According to DOE’s 2023 report to the Legislature, 11 schools are undergoing construction to their girls’ locker rooms. The report does not include the ongoing construction of Campbell’s locker room, although DOE’s facilities portal indicates that permits were submitted for the project earlier this month.

At Radford High School, for example, male and female athletes have always had lockers for after-school sports, said athletic director Kelly Sur. But, he added, boys also have access to an extra football locker room at the back of the school’s athletic complex.

Now, the school is expanding its girls’ locker room to offer the same extra space to female athletes. In the meantime, girls are able to use the football locker room outside of the fall season.

“It’s going to be really nice when it’s done,” Sur said, adding that the girls' expanded locker room will have new showers and bathrooms.

Funding Request Denied

DOE requested approximately $13.6 million in funding for its gender equity compliance projects in the 2023-25 fiscal years, but it received no money in the state's biennium budget. The department is now requesting $6.3 million in its 2025 supplemental budget to cover the costs of ongoing projects involving girls' locker rooms. Without the funding, projects will face more construction delays.

Jill Nunokawa, a civil rights specialist at the University of Hawaii Manoa, said DOE needs more oversight when it comes to assessing school athletic facilities. Nunokawa recalled her experiences as a member of DOE’s Gender Equity in Athletics Committee, which was first established in 2001 and reconvened in 2019.

The committee helped schools complete self-assessments of their Title IX compliance and sports facilities every three years, Nunokawa said. After receiving these reports, the committee would advocate for necessary gender equity projects on school campuses. 

But when the committee was disbanded in 2013, schools' regular assessments seemed to stop, Nunokawa said. Although the committee was reestablished in 2019, the team made little progress before the pandemic put an end to their meetings less than a year later.

"These are laws. These are not suggestions," Nunokawa said about Title IX.

Beth Schimmelfennig, director of DOE's civil rights compliance branch, said the department is considering reconvening the committee but does not have a timeline for when it could happen.

Limited Training Available

Title IX covers more than athletics, said Amy Monk, member of the Hawaii Democratic Women's Caucus. The landmark 1972 U.S. law is meant to bring equity between men and women in most facets of education, including protections against sexual assault and harassment.

While Title IX doesn’t mandate that schools provide training on sexual harassment policies, it’s critical to educate students about what protections they have under the law, said Younghee Overly, public policy chair for the American Association of University Women of Hawaii.

A 2022 law provided $350,000 to the DOE to provide Title IX training to teachers and administrators and required the department to report on the number of sexual harassment trainings its employees completed every year.

But over the past two school years, DOE trained a total of 94 administrators on the Big Island and Maui. on sexual harassment policies, according to its 2022 and 2023 reports to the Legislature. No teachers or counselors received training in these years. 

Isa-Iijima said DOE has provided training to schools and complexes by request.
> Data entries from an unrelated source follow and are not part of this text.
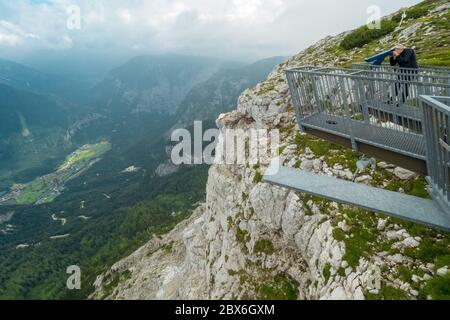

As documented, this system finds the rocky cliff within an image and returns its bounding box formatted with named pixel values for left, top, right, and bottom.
left=92, top=1, right=450, bottom=299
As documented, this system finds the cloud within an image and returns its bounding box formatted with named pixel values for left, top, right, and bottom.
left=0, top=0, right=419, bottom=58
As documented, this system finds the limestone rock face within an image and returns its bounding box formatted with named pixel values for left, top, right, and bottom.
left=92, top=2, right=448, bottom=300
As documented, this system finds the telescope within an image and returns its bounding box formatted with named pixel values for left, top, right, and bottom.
left=366, top=48, right=394, bottom=66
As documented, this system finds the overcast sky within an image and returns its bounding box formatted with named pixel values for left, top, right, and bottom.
left=0, top=0, right=420, bottom=60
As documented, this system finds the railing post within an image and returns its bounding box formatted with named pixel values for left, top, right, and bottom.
left=286, top=70, right=305, bottom=132
left=339, top=77, right=358, bottom=151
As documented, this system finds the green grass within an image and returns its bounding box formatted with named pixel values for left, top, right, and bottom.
left=341, top=19, right=398, bottom=50
left=59, top=141, right=111, bottom=170
left=16, top=191, right=44, bottom=205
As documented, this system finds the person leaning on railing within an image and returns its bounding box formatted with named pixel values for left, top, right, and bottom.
left=390, top=44, right=419, bottom=103
left=390, top=44, right=419, bottom=69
But, she added, the department is planning to introduce statewide, online modules on gender-based harassment and Title IX policies next school year.
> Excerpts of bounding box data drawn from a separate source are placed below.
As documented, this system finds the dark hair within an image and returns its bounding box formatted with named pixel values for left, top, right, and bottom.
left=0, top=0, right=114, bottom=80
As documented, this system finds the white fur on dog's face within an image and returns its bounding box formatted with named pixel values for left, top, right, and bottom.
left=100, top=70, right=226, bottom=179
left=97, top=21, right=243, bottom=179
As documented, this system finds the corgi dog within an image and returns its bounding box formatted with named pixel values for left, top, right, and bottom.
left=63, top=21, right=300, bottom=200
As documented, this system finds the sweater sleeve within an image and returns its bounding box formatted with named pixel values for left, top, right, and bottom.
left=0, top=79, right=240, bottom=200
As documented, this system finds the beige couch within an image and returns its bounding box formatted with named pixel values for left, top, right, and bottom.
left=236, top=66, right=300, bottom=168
The department is still deciding if it will be mandatory for teachers to complete the modules, she said.

Ultimately, Overly said, a lack of awareness around the federal law hurts students and parents, who rarely understand how to report instances of sexual assault and harassment. While the DOE reported 51 Title IX complaints last year, Overly said she suspects this number should be higher.

“It is really frustrating, watching this,” Overly said. 

Civil Beat's education reporting is supported by a grant from Chamberlin Family Philanthropy.